Studying the movements of waterfowl provides important information on their behavior, ecology, and habitat requirements. The movements of waterfowl throughout their annual life cycle are complex and can be undetectable through observation studies. Many species of waterfowl utilize remote geographic locations at some point of their annual life cycle and are unreachable by biologists studying them. The use of tracking devices placed on an animal, provide important information otherwise unattainable through other monitoring techniques.

Technological advances in tracking equipment have enabled wildlife biologists to record detailed locations and movements of individual birds. For example, when studying species that have little information known about them, such as sea ducks, tracking devices have provided valuable insight into their movements and habitat requirements.
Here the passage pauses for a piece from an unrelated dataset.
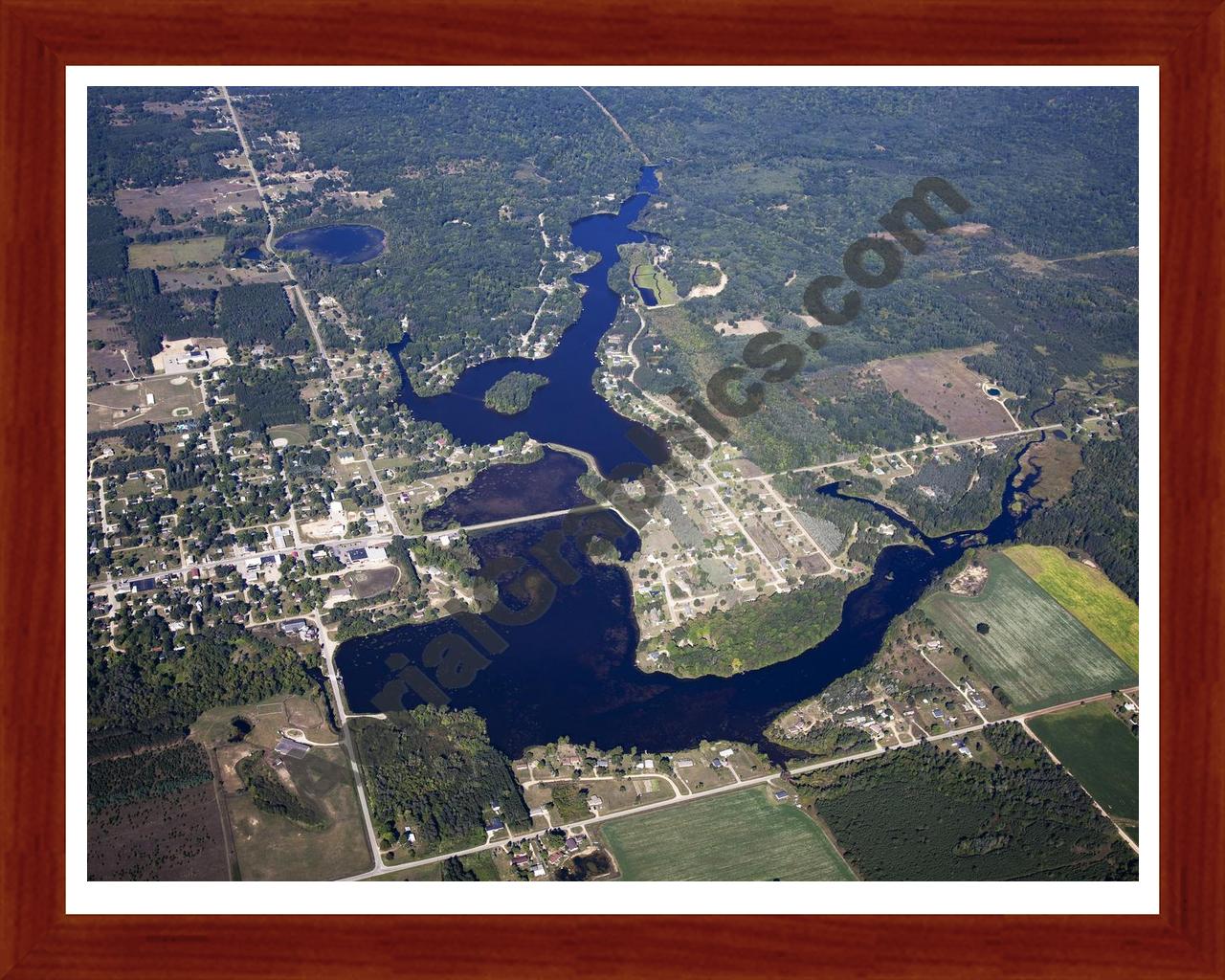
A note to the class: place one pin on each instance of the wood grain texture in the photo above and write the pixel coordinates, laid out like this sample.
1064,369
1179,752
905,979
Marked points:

We typically use two types of tracking devices on waterfowl. Traditional radio telemetry (VHF) is typically used when we want to track birds in relatively close ranges (up to several miles) by boat, plane, vehicle, or foot. Waterfowl equipped with satellite transmitters can be tracked remotely and on a global scale and up to several years. Satellite transmitters use global satellites to relay detailed locations to us via the internet.

BRI and our research collaborators have tagged and tracked several species of waterfowl throughout North America. Tagged individuals are actively providing detailed locations, movements, habitat requirements, and information on natural history. This information is filling knowledge gaps about these species and providing biologists important information for waterfowl management, conservation, and legislative decisions.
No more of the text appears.